Robert Manser

Personal information
- Full name: Robert Marsack Manser
- Born: 10 October 1880 Tunbridge Wells, Kent, England
- Died: 15 February 1955 (aged 74) Parkstone, Dorset, England
- Batting: Right-handed

Domestic team information
- 1904: Hampshire
- 1909–1929: Dorset

Career statistics
| Competition | First-class |
| Matches | 1 |
| Runs scored | 1 |
| Batting average | 0.50 |
| 100s/50s | –/– |
| Top score | 1 |
| Catches/stumpings | 1/– |
- Source: Cricinfo, 24 January 2010

= Robert Manser =

English cricketer

Robert Marsack Manser (10 October 1880 – 15 February 1955) was an English first-class cricketer and solicitor.
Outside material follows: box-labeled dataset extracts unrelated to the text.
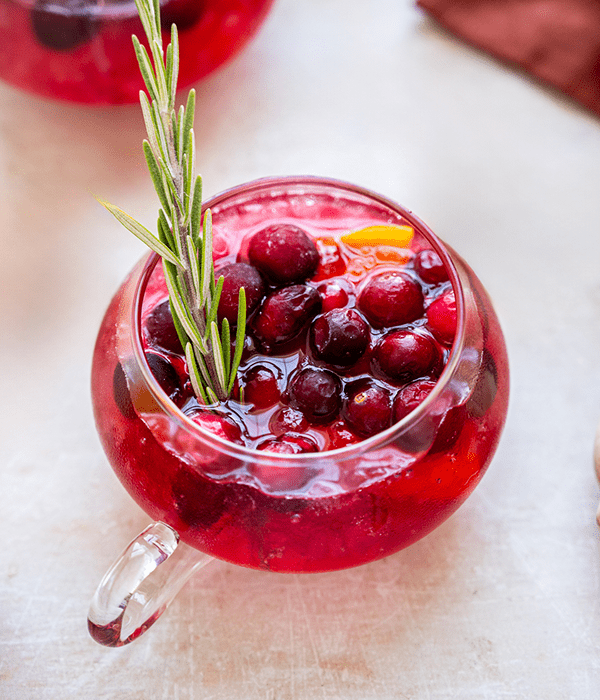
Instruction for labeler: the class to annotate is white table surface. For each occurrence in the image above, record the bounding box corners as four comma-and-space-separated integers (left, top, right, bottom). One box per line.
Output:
0, 0, 600, 700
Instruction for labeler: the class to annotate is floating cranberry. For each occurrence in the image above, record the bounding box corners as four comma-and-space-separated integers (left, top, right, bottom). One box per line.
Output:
252, 284, 321, 352
344, 380, 392, 437
242, 365, 280, 409
415, 248, 448, 284
394, 379, 436, 423
288, 367, 342, 423
310, 309, 370, 367
215, 263, 265, 324
317, 280, 350, 311
160, 0, 206, 32
256, 435, 319, 456
146, 352, 183, 403
187, 409, 244, 445
31, 0, 100, 51
269, 406, 308, 435
427, 290, 456, 345
248, 224, 319, 284
145, 299, 183, 355
358, 272, 423, 328
315, 237, 346, 279
373, 330, 441, 383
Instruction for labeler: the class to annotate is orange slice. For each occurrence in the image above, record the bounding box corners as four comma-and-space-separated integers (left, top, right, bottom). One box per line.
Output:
340, 224, 415, 248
The second son of Frederick Manser, he was born at Tunbridge Wells in October 1880. He was educated at Tonbridge School, where he played for the school cricket team, before matriculating to Lincoln College, Oxford. He made a single appearance in first-class cricket for Hampshire against the touring South Africans at Alton in 1904. Batting twice in the match, he was dismissed in Hampshire's first innings for a single run by Johannes Kotze, while on their second innings he was dismissed without scoring by Jimmy Sinclair. After graduating from Oxford, Manser trained to become a solicitor at Southampton under the tutorage of John Moberly, himself a former Hampshire cricketer. He later moved to Dorset, where he practiced as a solicitor at Bournemouth (then a part of Hampshire) and Poole. He later became joint registrar of Poole and Bournemouth County Courts and was clerk to the Poole Harbour Commissioners. While living in Dorset, Manser played minor counties cricket for Dorset, making 39 appearances for in the Minor Counties Championship between 1909 and 1929. Later, in July 1944, he was appointed joint registrar at Dorchester and Weymouth County Courts. Manser died at Parkstone in Poole in February 1955.